How funds can rebuild soil at scale

In a previous post I argued why farmers, impact investors, consumers, regeneration enthusiasts should pay attention to the emerging group of fund managers active in the regenerative agriculture space.

Fund managers investing in people building soil — beyond their own farm gate

In these posts I will dive deeper into why appropriate scale is key and investment funds are one way to reach this.

Let’s take a closer look at scale in a few different layers of regenerative agriculture (plants/animals/trees — technology)

Plants/animals/trees level

Complex rotations are key to regenerative agriculture. David Montgomery eloquently summarises the basic starting conditions in Growing a Revolution:

  1. ditch the plow
  2. keep your soil always covered 
  3. introduce complex rotations

David found that regenerative agriculture really gets off the ground only if farmers apply at least these three.

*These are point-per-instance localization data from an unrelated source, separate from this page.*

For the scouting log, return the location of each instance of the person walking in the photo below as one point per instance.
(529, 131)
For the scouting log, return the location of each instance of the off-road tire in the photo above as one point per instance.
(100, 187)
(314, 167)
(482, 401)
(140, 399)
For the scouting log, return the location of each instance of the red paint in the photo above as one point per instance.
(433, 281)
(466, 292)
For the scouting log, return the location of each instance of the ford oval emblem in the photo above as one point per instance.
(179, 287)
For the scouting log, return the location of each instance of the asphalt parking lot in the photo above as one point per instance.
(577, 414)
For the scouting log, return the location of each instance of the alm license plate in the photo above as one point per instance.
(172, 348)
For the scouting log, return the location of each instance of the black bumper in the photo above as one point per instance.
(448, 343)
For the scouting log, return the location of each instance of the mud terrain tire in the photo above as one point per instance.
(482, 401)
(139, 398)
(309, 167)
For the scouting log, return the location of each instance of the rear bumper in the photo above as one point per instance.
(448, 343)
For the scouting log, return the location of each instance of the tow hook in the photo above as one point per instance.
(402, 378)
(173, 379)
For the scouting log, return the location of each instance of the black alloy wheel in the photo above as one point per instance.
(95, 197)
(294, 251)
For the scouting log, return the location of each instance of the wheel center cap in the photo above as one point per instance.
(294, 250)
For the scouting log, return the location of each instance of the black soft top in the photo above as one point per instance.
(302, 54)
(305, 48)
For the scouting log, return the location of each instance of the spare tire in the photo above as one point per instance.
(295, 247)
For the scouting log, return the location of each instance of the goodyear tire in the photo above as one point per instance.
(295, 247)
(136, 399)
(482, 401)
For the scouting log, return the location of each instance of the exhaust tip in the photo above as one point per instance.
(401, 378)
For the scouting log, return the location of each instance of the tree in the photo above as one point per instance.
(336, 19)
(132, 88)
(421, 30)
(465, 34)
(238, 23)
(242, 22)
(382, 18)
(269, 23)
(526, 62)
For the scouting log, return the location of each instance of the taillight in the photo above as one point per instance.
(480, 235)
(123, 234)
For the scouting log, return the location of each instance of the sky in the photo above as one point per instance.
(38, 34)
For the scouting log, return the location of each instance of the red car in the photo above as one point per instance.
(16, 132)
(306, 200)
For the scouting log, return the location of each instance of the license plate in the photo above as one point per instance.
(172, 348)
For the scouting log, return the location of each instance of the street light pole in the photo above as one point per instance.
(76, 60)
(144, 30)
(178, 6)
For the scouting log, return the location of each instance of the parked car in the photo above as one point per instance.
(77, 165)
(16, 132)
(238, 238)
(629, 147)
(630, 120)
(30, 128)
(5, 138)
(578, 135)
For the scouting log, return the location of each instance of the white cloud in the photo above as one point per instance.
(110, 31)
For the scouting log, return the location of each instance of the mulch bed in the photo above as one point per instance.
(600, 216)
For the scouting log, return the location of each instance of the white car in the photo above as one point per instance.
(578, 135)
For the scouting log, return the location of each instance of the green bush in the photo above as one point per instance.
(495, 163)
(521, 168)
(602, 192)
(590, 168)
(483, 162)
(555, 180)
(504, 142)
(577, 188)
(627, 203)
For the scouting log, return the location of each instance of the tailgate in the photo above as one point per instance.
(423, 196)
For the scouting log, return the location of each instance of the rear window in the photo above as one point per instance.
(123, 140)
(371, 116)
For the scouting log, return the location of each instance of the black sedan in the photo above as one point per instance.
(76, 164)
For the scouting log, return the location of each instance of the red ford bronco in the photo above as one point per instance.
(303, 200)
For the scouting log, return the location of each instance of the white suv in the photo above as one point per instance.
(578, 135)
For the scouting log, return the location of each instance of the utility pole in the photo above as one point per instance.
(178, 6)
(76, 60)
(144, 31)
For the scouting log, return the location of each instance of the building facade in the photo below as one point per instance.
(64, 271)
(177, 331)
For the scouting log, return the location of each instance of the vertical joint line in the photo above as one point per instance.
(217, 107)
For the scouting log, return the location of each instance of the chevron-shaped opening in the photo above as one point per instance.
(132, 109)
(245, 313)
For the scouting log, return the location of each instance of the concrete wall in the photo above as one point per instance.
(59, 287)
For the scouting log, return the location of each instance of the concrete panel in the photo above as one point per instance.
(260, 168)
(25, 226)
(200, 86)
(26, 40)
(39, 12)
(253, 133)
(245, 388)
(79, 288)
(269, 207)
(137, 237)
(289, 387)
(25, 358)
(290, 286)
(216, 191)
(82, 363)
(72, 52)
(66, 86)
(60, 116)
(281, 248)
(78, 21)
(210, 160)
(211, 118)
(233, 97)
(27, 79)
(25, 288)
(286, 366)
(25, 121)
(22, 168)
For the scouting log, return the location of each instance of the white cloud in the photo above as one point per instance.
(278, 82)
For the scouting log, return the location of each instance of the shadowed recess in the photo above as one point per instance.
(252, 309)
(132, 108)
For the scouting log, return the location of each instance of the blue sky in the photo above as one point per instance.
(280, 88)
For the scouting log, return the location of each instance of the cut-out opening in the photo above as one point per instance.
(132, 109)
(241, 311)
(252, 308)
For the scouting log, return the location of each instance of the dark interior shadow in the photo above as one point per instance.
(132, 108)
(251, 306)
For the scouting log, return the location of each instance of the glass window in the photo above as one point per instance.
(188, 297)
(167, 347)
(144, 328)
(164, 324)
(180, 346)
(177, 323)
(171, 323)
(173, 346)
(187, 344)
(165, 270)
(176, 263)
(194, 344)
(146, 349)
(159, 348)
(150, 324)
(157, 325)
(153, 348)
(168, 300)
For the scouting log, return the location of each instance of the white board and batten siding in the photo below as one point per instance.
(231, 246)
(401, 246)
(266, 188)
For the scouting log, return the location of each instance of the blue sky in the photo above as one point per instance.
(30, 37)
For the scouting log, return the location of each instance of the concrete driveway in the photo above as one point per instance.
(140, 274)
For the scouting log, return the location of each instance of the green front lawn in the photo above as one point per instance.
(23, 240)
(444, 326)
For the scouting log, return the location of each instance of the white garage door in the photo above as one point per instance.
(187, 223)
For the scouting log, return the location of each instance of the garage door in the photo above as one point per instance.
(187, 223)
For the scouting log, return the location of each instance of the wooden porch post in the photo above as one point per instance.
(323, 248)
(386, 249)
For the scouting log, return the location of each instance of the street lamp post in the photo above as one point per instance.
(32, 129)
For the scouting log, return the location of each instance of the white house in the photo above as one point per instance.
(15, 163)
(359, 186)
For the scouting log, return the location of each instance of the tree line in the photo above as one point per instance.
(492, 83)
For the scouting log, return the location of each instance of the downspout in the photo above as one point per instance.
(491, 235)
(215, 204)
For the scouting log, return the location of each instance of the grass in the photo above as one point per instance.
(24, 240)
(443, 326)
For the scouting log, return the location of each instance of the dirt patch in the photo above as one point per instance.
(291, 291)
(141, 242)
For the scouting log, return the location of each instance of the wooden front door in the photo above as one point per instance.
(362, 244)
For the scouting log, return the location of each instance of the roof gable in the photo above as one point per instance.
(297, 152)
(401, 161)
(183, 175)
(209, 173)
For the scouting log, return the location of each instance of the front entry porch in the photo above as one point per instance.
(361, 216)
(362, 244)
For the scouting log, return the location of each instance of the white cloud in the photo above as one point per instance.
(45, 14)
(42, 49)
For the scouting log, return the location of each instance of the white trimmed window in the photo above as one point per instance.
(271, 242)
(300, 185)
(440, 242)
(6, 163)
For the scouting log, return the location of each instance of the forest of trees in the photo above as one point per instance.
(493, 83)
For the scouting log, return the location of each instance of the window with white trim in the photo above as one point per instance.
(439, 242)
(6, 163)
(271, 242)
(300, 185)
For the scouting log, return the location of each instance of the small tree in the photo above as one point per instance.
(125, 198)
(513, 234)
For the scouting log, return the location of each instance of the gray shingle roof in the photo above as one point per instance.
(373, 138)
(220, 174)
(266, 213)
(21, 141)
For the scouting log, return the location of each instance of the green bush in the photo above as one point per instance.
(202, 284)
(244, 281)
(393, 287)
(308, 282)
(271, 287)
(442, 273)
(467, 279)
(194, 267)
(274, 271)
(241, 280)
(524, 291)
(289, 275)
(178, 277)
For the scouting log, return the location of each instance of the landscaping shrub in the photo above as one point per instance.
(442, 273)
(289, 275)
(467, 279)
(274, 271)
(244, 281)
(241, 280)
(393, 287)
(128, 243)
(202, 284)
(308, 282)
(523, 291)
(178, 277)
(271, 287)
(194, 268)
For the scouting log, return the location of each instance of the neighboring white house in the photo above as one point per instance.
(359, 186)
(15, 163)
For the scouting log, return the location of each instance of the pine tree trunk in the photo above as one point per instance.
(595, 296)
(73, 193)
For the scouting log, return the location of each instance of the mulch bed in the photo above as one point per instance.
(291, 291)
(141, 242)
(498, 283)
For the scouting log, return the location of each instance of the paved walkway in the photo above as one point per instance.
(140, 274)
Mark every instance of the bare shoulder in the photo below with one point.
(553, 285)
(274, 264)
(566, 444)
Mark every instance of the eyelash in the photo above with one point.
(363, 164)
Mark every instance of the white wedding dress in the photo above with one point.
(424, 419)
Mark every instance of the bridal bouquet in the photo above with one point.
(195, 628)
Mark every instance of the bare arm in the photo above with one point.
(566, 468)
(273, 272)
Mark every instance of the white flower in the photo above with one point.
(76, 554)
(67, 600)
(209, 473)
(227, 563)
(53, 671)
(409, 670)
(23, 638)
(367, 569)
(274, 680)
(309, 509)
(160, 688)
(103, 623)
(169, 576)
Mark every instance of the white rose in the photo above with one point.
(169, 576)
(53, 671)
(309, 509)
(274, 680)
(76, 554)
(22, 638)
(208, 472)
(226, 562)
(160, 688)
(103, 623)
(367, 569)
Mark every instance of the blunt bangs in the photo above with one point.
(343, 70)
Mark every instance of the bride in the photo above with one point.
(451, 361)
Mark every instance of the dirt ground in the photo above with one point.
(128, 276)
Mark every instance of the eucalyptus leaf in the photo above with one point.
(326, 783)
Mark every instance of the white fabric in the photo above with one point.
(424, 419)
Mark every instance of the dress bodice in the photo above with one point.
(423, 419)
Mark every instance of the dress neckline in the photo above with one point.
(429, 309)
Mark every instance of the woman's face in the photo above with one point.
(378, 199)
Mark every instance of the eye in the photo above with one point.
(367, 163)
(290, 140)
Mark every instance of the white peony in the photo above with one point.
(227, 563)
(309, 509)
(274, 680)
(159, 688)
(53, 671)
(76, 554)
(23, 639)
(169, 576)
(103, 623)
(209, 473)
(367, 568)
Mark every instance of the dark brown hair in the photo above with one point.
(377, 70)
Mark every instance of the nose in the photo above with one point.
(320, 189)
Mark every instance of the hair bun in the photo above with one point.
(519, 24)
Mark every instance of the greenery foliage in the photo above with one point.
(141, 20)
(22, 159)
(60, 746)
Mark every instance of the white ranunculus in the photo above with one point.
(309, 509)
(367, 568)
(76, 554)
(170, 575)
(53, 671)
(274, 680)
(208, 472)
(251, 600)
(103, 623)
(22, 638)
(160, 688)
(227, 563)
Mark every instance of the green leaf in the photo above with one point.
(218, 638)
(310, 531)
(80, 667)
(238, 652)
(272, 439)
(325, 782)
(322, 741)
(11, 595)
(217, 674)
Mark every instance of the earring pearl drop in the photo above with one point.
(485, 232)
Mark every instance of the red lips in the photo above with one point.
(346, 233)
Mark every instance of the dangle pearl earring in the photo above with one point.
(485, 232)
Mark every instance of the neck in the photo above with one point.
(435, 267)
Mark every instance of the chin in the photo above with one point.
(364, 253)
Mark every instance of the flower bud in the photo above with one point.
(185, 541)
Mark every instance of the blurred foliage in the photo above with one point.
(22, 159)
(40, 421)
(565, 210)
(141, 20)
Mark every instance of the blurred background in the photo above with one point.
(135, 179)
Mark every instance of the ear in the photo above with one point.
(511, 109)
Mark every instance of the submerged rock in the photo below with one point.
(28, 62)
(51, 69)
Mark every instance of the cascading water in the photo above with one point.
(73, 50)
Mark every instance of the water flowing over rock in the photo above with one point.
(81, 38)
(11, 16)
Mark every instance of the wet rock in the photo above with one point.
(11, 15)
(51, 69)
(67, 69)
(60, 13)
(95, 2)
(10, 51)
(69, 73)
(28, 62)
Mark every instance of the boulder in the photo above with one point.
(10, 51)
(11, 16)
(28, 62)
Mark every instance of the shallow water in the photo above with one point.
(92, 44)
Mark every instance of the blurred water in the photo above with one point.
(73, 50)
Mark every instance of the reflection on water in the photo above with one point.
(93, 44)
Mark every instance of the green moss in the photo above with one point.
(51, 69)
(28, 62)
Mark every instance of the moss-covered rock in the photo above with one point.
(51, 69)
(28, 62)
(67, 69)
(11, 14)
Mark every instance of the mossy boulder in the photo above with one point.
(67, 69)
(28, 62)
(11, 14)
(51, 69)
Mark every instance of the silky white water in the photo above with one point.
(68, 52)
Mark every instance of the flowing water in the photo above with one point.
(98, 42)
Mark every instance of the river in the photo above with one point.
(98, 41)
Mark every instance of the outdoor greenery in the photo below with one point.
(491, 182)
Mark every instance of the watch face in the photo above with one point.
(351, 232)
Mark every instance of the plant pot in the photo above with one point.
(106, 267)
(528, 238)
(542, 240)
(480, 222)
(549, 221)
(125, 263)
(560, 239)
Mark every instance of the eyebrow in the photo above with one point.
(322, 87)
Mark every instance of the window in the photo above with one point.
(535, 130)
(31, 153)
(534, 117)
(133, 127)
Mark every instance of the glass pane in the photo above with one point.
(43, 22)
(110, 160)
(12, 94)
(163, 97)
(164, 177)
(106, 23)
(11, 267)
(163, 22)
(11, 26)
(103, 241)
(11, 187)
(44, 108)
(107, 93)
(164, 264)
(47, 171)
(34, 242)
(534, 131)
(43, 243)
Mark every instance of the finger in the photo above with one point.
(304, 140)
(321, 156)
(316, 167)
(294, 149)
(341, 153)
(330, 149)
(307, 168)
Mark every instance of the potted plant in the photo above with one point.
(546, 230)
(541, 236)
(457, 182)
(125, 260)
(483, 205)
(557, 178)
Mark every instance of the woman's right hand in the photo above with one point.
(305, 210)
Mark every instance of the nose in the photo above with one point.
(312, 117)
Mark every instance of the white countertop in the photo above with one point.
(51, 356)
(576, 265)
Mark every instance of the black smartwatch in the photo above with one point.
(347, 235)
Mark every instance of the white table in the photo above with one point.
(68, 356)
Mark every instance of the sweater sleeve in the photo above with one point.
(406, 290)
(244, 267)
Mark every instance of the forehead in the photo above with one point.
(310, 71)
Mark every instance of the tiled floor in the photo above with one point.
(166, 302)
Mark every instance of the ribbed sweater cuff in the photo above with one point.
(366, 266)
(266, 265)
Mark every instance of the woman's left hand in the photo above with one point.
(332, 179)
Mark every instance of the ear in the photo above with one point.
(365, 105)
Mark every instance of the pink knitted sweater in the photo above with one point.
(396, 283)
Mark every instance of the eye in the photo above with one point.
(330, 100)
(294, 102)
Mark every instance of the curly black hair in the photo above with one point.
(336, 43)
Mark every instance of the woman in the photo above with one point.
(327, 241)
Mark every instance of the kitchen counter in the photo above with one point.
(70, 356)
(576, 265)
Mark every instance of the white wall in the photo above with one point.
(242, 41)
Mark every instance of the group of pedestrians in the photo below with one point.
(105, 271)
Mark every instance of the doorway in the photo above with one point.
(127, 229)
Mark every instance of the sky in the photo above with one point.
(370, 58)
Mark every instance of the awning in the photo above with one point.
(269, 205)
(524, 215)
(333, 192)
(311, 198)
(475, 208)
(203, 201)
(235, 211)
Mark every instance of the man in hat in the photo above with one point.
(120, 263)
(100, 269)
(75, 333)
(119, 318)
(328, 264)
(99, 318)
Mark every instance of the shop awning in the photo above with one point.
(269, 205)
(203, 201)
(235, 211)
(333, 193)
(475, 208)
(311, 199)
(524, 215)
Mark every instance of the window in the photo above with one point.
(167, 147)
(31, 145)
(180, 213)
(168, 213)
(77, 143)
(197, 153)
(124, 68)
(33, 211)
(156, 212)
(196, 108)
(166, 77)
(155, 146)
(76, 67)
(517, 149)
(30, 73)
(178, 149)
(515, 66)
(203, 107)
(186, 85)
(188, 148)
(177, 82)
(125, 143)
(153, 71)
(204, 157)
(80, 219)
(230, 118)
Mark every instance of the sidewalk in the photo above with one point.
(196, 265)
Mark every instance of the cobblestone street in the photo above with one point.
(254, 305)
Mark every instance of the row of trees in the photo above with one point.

Many farmers struggle when they only apply two or one. See for example the recent issues with farmers applying no-till without complex rotations and lots of herbicides.

More information in this long read of National Geographic We don’t have enough Organic Farms, why not?

Luckily for us and the planet many farmers go way beyond these three basic principles and for instance start introducing perennials and integrating livestock.

Appropriate scale seems to help to make complex rotations easier.

Moving a herd of 5 or 25 or 500 cows to a fresh paddock twice a day requires almost the same time. Planting 1 row or 10 is not equal to 10 times the time it takes for 1 row. Buying seeds and any other inputs comes with discounts at scale, or sometimes the minimum quantities are so high that small scale farmers can’t get access to them. You get the idea:)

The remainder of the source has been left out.